Bizim için inanılmazdı. Çok endişeli veya çok baskı altında değildik ama altını almayı o kadar istiyorduk ki evimizde oynadığımız için… Alman voleybolunu daha üst bir seviyeye çıkarmak istiyorduk. İlk turlarda maçları büyük bir salonda oynuyorduk. 10,000 kişilik büyük bir salondu. Şampiyonaya başlarken altın madalyayı istediğimizi söyledik birbirimize. Altın madalya istediğinde bu baskı demektir tabii ki. Ancak yine de anı yaşayıp konsantre olmaya çalıştık. Gün gün gittik ve elimizden gelenin en iyisini yaptık. Finalde kaybettiğimiz için biraz üzüldük ama maç bittikten 10 dakika sonra o atmosferde olduğumuz için çok mutlu olduğumuzu konuştuk kendi aramızda. Çok iyi oynadığımızı biliyorduk ve Rusya gibi bir takıma kaybetmenin o kadar kötü olmadığını düşündük. Sonuçta oldukça mutluyduk. Seyirciler çok destek oldular. Alman voleybolu için bir şeyler değiştirdiğimizi hissedebiliyorduk.

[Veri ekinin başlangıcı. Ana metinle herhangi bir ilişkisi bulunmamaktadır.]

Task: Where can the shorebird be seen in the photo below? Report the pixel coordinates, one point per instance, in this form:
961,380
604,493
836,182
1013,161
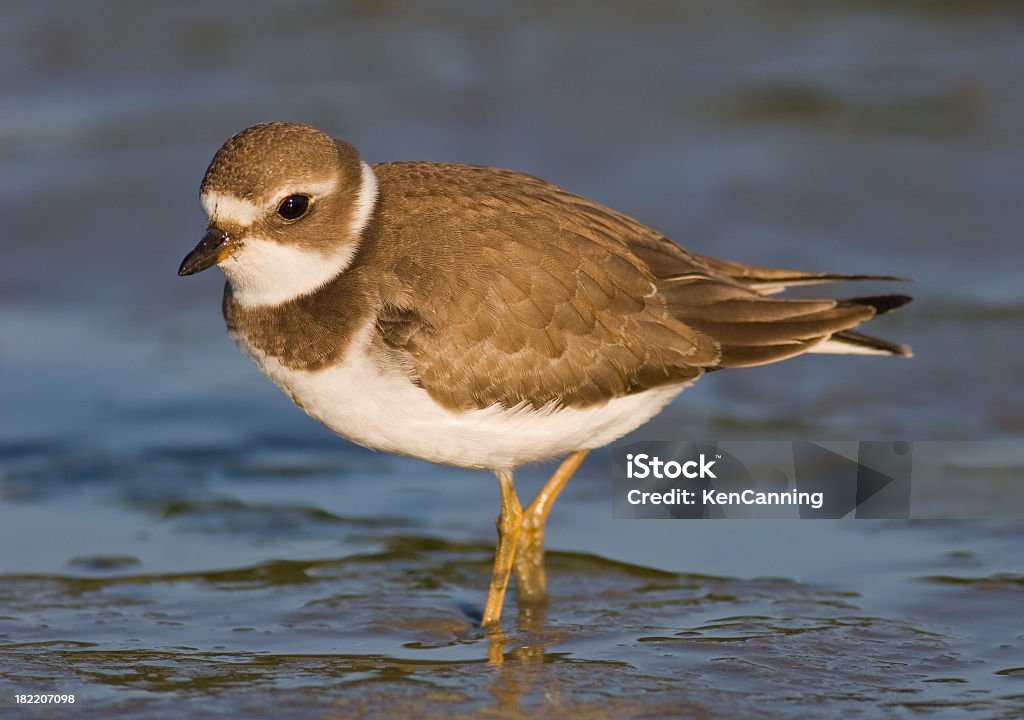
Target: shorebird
482,318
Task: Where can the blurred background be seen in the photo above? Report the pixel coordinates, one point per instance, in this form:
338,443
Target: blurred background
151,477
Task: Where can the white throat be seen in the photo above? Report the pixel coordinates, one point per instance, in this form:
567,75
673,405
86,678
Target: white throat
265,272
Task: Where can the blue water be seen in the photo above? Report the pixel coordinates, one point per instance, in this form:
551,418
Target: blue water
175,537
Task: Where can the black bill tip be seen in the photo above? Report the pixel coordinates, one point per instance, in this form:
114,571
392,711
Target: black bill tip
206,254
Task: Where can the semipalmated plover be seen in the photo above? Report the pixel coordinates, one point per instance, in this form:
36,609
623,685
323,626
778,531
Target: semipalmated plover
482,318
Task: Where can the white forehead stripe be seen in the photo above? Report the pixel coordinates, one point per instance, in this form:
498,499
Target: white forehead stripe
265,272
227,208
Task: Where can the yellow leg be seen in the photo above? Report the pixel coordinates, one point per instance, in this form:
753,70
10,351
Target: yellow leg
509,527
529,574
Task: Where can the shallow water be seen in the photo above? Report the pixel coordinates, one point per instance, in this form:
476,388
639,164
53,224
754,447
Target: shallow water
175,537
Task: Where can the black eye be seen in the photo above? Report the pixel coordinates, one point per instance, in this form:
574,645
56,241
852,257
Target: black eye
293,207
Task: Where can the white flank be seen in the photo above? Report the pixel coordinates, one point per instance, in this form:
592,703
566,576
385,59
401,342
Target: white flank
838,347
385,411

“Şampiyonadaki başarımızın anahtarı seyirciydi.”

-Bu televizyondan bile fark edilebiliyordu.
İlk kez Almanya’da maçımız TV’de yayınlandı. Her yerden destek almamızı sağladı bu durum. Başarımızın anahtarı buydu.

-2008 Olimpiyat elemeleri de Halle’de organize edilmişti ama 2013’teki Avrupa Şampiyonası’na göre o kadar ilgi çekmemişti.
Bence eleme turnuvaları şampiyonalara kıyasla kulağa daha az heyecanlı geliyor. İnsanların görmek istediği şey şampiyonalar ama Ocak’ta Almanya’da erkek takımın eleme turnuvası oynandı. Bu da epey seyirci topladı. Her gün seyirci ilgisi daha da artıyor.

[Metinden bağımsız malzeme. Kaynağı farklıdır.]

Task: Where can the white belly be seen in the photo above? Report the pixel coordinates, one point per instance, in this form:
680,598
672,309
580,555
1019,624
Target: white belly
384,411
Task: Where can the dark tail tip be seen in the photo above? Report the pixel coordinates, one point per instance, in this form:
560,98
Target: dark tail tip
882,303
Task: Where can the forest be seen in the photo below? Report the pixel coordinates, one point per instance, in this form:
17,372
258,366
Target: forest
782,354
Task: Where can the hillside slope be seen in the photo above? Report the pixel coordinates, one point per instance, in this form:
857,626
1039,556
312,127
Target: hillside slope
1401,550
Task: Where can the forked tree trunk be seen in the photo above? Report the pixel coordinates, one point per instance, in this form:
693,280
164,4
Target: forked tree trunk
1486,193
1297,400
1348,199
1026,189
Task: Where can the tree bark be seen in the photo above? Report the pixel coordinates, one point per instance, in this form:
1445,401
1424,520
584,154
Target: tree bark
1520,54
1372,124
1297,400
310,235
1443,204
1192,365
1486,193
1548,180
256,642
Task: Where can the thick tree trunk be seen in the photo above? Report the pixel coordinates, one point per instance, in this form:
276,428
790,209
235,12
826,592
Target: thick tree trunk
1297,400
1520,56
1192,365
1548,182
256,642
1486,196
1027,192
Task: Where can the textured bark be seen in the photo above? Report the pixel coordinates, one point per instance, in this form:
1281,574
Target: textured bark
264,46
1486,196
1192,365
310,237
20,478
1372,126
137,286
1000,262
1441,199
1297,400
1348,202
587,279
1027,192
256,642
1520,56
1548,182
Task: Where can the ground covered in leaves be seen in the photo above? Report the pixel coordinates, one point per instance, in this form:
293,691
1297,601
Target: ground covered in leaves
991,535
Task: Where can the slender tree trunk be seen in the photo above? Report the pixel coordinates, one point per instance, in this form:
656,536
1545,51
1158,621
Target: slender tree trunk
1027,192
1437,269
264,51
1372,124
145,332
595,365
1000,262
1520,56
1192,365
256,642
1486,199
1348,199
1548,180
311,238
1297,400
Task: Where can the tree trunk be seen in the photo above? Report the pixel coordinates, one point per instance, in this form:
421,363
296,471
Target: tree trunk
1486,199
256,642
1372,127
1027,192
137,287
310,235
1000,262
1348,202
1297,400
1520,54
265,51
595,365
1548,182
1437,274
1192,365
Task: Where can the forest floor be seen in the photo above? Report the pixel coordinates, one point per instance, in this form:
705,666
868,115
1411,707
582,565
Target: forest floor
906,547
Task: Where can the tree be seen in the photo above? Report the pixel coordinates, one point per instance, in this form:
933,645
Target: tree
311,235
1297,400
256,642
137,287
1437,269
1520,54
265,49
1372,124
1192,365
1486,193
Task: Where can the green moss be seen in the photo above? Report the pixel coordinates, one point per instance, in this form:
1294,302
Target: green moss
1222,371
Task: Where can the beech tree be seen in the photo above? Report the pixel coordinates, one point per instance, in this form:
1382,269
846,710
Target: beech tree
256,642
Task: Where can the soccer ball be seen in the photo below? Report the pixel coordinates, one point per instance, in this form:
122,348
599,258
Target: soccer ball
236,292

-Başarıyla besleniyor gerçekten, değil mi?
Tabi, her yerde olduğu gibi. Takımlar başarıyla birlikte o kadar saf mutluluk sergileyince bu da seyircide kendini gösteriyor.

“Umarım Rio’ya gidebiliriz”

-Türkiye’deki forumlarda Hollanda maçının final setindeki servis sayısı serilerinle 2013 Avupa Şampiyonası ilk turundaki maçı kurtarışınla meşhursun.
Evet, 3 servis sayım vardı. O zamana kadar çok oynamamıştın. Kathleen (Weiss) o ana kadar çok iyi oynamıştı. Bana çok ihtiyaç yoktu çünkü mevcut kurgu iyi çalışıyordu. Hollanda maçında bir noktada oyuna girdim ve kendi kendime o anın tadını çıkarmamı söyledim. Cesur olmaya çalıştım. Sanırım hep ihtiyacımız olan ve yaptığımız şey de bu. Kendi seyircinizin önünde öyle bir an yaşamak çok güzeldi. Benim için etkileyici bir performanstı diyebilirim.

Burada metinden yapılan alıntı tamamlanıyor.